Ellen no contestó. Llovía con tal intensidad que, aunque los limpiaparabrisas trabajaban a toda pastilla, el agua se mantenía en el parabrisas del coche patrulla como una película, haciendo que los edificios de la calle Ullevål pareciesen redondeadas casas de cuento que ondulaban sin cesar. Aquella mañana, Møller les había encomendado encontrar a Harry. Ya habían llamado a la puerta de su piso de la calle Sofie y constatado que no estaba en casa. O que no quería abrirles. O que no estaba en condiciones de abrir. Ellen se temía lo peor. Miró a la gente que se apresuraba por las aceras. También sus caras aparecían torcidas y con formas extrañas, como reflejadas en los espejos de una feria.
– Tuerce a la izquierda ahí y luego paras -dijo Ellen-. Puedes esperar en el coche, mientras yo entro.
– Con mucho gusto -contestó Waaler-. No me gustan nada los borrachos.
Lo miró de soslayo, pero la expresión de su rostro no revelaba si se refería a la clientela matutina del restaurante Schrøder en general o a Harry en particular.
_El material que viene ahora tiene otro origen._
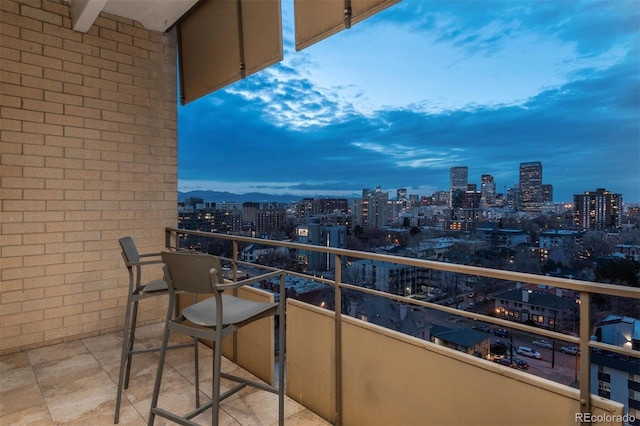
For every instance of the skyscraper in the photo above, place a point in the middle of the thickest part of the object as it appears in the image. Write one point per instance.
(459, 178)
(371, 211)
(488, 191)
(597, 210)
(531, 185)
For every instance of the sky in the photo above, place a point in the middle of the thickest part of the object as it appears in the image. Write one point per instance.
(401, 97)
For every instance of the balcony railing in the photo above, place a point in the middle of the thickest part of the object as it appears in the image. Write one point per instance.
(352, 372)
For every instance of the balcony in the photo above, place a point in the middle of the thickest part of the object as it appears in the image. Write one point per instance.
(75, 383)
(339, 369)
(89, 154)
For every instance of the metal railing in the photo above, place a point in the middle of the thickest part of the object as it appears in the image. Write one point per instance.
(585, 289)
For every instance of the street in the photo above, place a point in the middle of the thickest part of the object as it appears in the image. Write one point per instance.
(564, 370)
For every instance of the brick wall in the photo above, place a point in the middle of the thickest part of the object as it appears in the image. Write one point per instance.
(88, 154)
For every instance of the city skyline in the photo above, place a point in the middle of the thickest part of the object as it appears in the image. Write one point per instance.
(402, 97)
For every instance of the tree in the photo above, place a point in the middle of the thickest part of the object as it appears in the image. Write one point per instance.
(619, 271)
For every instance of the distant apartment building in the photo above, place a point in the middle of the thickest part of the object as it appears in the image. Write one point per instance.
(547, 193)
(458, 178)
(544, 308)
(401, 195)
(309, 207)
(503, 237)
(249, 210)
(488, 191)
(597, 210)
(207, 218)
(372, 210)
(269, 220)
(513, 197)
(531, 186)
(384, 276)
(319, 235)
(615, 376)
(564, 238)
(441, 198)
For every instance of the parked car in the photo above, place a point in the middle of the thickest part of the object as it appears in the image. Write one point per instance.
(523, 350)
(520, 363)
(571, 350)
(500, 332)
(543, 344)
(506, 362)
(482, 328)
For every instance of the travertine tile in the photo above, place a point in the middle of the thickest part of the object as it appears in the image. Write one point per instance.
(76, 383)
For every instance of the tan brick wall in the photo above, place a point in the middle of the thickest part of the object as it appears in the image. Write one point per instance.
(88, 154)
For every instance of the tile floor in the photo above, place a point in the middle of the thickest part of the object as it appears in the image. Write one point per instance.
(75, 383)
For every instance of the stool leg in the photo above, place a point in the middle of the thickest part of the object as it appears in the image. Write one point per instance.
(197, 370)
(134, 320)
(156, 387)
(217, 367)
(124, 359)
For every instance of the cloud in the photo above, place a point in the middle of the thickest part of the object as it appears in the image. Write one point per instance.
(517, 82)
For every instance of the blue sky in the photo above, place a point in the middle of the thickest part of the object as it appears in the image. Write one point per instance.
(423, 86)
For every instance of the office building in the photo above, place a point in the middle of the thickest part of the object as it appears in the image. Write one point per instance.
(319, 235)
(459, 179)
(372, 210)
(488, 191)
(530, 186)
(597, 210)
(547, 193)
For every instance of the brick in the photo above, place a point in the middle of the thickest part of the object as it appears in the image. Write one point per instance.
(41, 37)
(39, 105)
(22, 295)
(21, 114)
(64, 98)
(38, 82)
(41, 15)
(65, 55)
(41, 60)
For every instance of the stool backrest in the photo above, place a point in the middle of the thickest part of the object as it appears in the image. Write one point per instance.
(192, 272)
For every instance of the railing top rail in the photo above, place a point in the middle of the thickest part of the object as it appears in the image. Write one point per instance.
(571, 284)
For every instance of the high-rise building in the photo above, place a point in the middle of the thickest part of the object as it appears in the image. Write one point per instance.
(488, 191)
(531, 185)
(319, 235)
(402, 195)
(371, 211)
(597, 210)
(459, 178)
(547, 193)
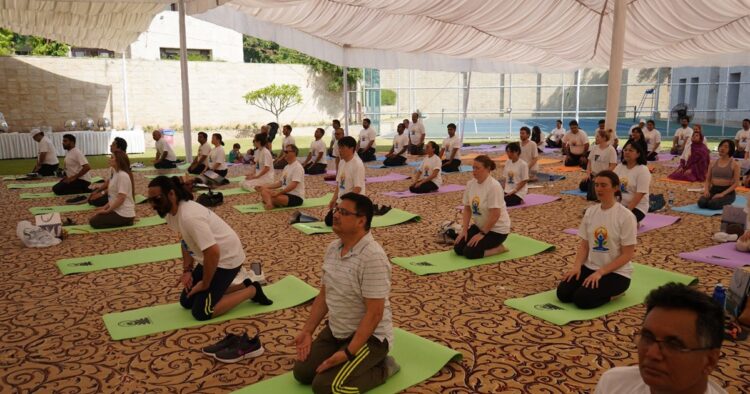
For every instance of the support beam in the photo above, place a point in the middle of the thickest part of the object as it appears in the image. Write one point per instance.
(186, 129)
(614, 84)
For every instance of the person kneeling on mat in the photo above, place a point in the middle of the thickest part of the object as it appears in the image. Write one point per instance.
(350, 355)
(350, 176)
(291, 183)
(427, 178)
(212, 256)
(602, 268)
(483, 201)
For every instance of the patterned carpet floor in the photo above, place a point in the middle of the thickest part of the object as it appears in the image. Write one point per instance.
(54, 340)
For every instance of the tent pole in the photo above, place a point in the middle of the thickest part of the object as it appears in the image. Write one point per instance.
(186, 129)
(614, 84)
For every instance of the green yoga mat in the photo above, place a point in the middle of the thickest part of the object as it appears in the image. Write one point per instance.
(285, 293)
(142, 222)
(44, 184)
(419, 358)
(308, 203)
(547, 307)
(393, 217)
(74, 208)
(518, 245)
(121, 259)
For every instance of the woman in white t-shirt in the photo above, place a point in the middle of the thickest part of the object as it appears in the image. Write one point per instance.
(602, 268)
(483, 202)
(427, 178)
(120, 209)
(515, 176)
(635, 180)
(263, 171)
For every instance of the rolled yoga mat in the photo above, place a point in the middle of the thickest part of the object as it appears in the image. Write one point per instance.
(725, 255)
(44, 184)
(547, 307)
(148, 221)
(393, 217)
(419, 358)
(652, 221)
(307, 203)
(285, 293)
(435, 263)
(122, 259)
(74, 208)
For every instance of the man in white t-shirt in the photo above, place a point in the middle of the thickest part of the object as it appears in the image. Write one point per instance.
(350, 176)
(77, 177)
(679, 346)
(451, 151)
(681, 136)
(554, 140)
(397, 155)
(417, 135)
(201, 159)
(46, 162)
(165, 157)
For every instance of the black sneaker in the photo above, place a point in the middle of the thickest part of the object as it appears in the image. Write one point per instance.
(229, 340)
(244, 348)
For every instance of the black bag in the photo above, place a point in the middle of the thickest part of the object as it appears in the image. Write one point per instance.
(210, 199)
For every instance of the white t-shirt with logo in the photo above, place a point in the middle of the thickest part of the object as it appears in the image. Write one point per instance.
(294, 173)
(74, 162)
(430, 164)
(600, 159)
(634, 180)
(351, 174)
(481, 197)
(200, 228)
(607, 231)
(120, 183)
(515, 173)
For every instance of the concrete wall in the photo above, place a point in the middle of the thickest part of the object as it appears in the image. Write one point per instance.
(40, 91)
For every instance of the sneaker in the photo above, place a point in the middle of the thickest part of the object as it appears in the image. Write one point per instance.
(229, 340)
(76, 200)
(243, 348)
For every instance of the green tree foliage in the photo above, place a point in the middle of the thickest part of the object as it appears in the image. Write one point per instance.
(275, 98)
(262, 51)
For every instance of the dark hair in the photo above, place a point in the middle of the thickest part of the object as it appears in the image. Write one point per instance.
(513, 147)
(172, 184)
(348, 142)
(218, 137)
(486, 161)
(709, 315)
(121, 144)
(363, 206)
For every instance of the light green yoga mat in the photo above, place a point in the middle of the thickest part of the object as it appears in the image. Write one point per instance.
(419, 358)
(74, 208)
(308, 203)
(393, 217)
(142, 222)
(285, 293)
(547, 307)
(518, 245)
(33, 185)
(121, 259)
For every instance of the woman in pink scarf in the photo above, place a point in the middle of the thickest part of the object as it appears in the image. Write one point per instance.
(694, 163)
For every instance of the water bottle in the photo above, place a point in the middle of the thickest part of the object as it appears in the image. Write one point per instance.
(720, 294)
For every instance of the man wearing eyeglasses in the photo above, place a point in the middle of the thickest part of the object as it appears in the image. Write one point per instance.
(350, 354)
(678, 346)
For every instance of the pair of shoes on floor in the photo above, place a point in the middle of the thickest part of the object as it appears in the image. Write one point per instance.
(724, 237)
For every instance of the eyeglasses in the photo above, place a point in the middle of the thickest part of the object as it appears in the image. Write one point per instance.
(669, 346)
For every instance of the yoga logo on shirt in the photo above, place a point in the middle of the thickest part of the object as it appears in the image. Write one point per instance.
(600, 238)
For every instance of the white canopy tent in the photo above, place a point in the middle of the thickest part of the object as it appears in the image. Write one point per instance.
(448, 35)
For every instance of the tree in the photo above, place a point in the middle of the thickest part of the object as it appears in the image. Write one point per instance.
(275, 98)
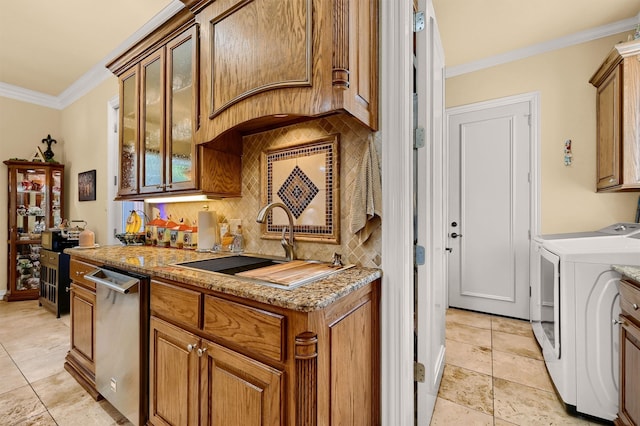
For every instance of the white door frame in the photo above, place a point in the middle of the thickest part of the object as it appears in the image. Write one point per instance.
(534, 167)
(432, 169)
(114, 211)
(396, 124)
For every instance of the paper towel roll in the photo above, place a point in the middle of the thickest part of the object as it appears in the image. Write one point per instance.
(207, 230)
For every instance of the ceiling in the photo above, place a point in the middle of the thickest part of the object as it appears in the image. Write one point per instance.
(48, 45)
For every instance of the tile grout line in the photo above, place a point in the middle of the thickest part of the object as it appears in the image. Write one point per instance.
(46, 409)
(493, 388)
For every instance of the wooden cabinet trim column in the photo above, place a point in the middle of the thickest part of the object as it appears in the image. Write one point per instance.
(306, 355)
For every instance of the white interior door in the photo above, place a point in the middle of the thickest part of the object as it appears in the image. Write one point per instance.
(430, 229)
(490, 213)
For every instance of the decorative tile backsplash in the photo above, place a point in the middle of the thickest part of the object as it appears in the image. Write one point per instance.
(303, 178)
(352, 144)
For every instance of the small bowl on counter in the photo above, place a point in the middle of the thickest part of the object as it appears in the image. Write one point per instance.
(129, 239)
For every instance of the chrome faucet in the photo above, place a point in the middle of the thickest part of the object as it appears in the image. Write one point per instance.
(286, 245)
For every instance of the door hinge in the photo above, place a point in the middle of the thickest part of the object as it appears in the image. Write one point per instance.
(418, 254)
(418, 372)
(418, 22)
(418, 138)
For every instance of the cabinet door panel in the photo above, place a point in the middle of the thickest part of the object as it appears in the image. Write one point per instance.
(238, 390)
(173, 375)
(353, 368)
(152, 123)
(608, 142)
(128, 182)
(630, 366)
(82, 324)
(181, 111)
(259, 55)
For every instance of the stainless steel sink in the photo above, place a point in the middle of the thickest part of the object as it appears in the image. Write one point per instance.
(235, 264)
(231, 265)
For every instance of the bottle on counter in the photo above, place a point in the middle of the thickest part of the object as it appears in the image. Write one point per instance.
(238, 240)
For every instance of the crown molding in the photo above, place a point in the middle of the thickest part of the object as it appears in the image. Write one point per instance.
(29, 96)
(96, 75)
(537, 49)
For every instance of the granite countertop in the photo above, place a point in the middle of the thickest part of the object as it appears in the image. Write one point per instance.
(630, 271)
(160, 262)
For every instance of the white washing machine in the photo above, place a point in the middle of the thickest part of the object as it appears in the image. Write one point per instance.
(574, 302)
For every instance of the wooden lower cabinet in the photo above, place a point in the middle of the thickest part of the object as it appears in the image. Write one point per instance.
(173, 375)
(222, 360)
(629, 411)
(629, 400)
(80, 360)
(195, 381)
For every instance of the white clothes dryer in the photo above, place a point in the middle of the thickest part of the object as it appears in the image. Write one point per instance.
(574, 305)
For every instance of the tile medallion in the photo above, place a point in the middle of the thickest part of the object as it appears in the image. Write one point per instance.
(305, 179)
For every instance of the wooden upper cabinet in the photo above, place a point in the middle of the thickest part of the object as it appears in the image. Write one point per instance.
(129, 149)
(168, 105)
(618, 115)
(159, 117)
(271, 62)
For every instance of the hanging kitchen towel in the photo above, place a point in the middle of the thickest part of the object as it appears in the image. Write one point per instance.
(366, 201)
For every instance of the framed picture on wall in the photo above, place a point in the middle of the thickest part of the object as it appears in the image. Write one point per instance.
(87, 186)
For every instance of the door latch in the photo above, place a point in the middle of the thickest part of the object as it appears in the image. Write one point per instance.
(418, 372)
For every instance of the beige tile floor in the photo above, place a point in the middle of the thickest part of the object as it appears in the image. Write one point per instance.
(34, 387)
(495, 375)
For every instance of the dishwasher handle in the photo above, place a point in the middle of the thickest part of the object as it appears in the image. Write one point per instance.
(114, 281)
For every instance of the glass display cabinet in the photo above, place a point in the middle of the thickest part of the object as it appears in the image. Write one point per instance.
(36, 203)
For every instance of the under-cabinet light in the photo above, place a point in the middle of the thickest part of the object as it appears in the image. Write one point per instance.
(178, 199)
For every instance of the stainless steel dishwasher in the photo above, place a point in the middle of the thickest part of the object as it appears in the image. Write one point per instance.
(122, 340)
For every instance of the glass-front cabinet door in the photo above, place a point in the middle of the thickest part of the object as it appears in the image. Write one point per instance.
(36, 203)
(181, 111)
(129, 148)
(152, 123)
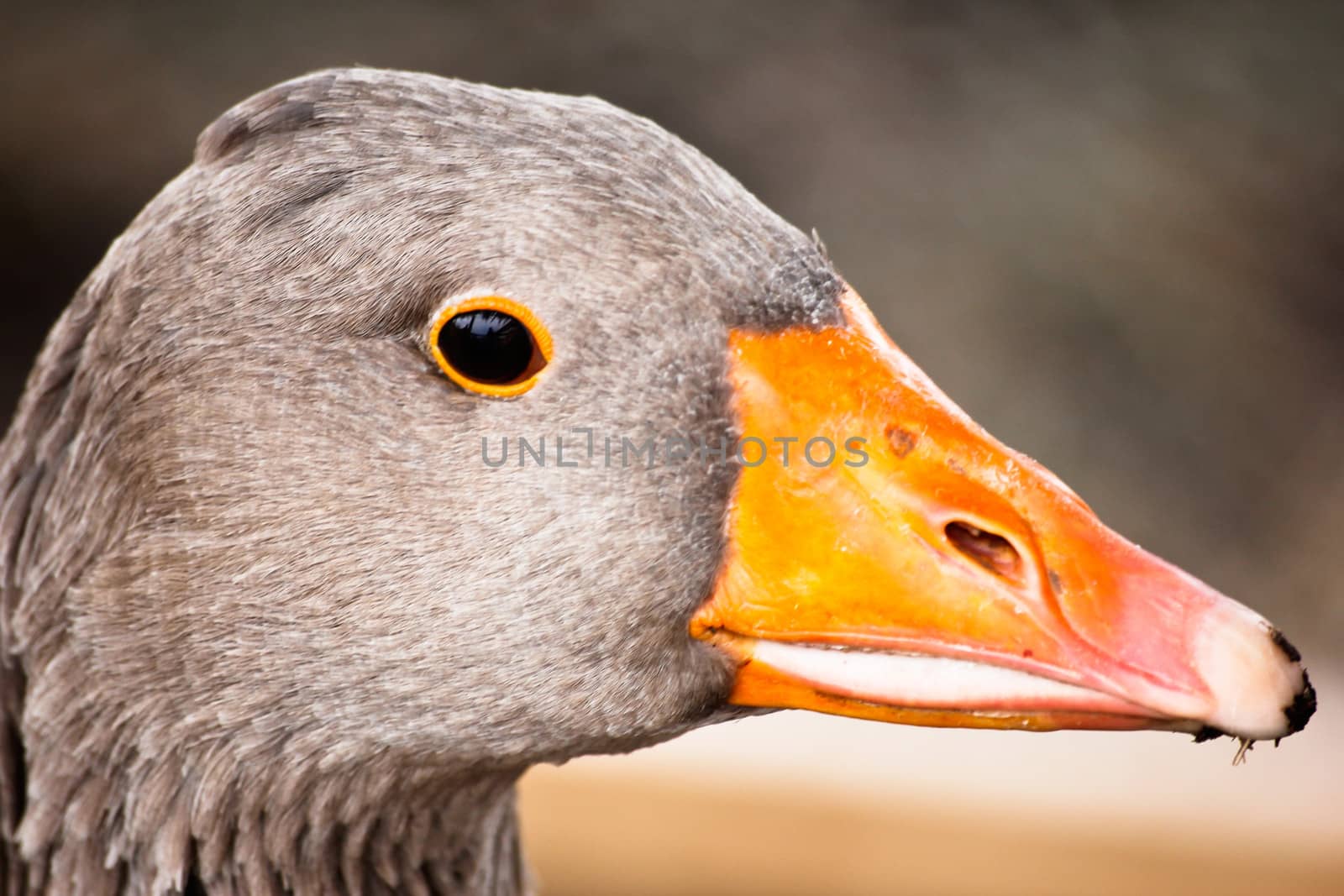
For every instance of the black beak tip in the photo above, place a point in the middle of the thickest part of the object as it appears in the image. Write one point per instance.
(1303, 707)
(1285, 645)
Waaler detuvo el coche en la parada del autobús; al salir, Ellen vio que habían abierto un nuevo café al otro lado de la calle. A lo mejor ya llevaba tiempo allí y ella no se había dado cuenta. Estaba lleno de jóvenes con jerséis de cuello alto que ocupaban los taburetes dispuestos a lo largo de los grandes ventanales y leían periódicos extranjeros o simplemente contemplaban la lluvia, con grandes tazas blancas de café en las manos, pensando quizá si habían elegido la asignatura correcta, el sofá de diseño correcto, la pareja correcta, el club de lectura correcto o la ciudad europea correcta…
En la puerta del Schrøder estuvo a punto de chocar con un hombre que llevaba un jersey islandés. El alcohol había empañado casi todo el azul de su iris y tenía las manos grandes como sartenes y muy sucias. Ellen notó el olor dulzón a sudor y a borrachera añeja cuando pasó a su lado. En el interior había un ambiente de silencio matinal. Sólo cuatro de las mesas estaban ocupadas. Ellen había estado allí antes, hacía mucho tiempo, y, por lo que recordaba, nada había cambiado. Las mismas fotos antiguas de Oslo colgaban de las paredes de color ocre que, junto con el techo de cristal, otorgaban al lugar un leve toque de pub inglés. Muy leve, en su opinión. Lo cierto era que, con las mesas y los asientos de aglomerado, más parecía el salón de fumar de uno de los ferrys de la costa de Møre. Al fondo de la barra fumaba una camarera con delantal que observaba a Ellen con escaso interés. En el rincón del fondo, junto a la ventana, estaba Harry, con la cabeza inclinada. Tenía ante sí una pinta de cerveza vacía.